The Web UI, while indeed some deep and powerful magic, is not as stable as Terminal, Shell, command-line interface (CLI), text-based interface (TUI), or whatever you want to call it. You can see it today with ChatGPT. Other UIs for AI existed aplenty in our Google Search, Google Maps, and Google Translate among other things. But hardly anyone recognized it. It wasn’t until the intelligence was expressed through interactive text that the world woke up.

Text is powerful. Standardized text through standardized UIs that allow standard muscle memory to develop and exist over a standard lifetime is most powerful. And currently really only emacs, vi and their variations and descendants meet that criteria.

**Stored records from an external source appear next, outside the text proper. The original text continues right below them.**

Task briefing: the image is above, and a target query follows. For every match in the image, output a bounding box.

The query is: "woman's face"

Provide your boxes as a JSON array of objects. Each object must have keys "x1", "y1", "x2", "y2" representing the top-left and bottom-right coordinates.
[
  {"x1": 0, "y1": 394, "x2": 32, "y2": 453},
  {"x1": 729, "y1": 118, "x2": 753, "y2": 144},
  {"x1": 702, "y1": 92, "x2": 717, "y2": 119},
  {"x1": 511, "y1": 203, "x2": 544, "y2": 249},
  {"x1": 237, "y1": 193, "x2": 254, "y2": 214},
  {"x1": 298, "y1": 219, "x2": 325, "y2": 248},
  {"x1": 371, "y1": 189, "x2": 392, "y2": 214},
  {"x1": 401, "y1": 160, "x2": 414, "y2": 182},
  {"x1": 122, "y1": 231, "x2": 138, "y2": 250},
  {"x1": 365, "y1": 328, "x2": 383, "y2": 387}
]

A long trail of dead wizards, witches and the familiar dead bodies of TextMate, Sublime Text, Atom and their like tell us so. So either prepare to have the reset button pressed on you every 2 to 5 years, having to relearn, relearn, relearn just to remain a Freshman, or learn the deep and powerful magic of emacs and vi to enter the ranks of the Senior Wizards and Witches. And be careful when summoning demons. Be sure to attach good rappelling ropes to yourself before lowering down into that rabbit hole. There be Balrogs down there and you’re not always going to emerge the White Wizard. That’s just fantasy, silly.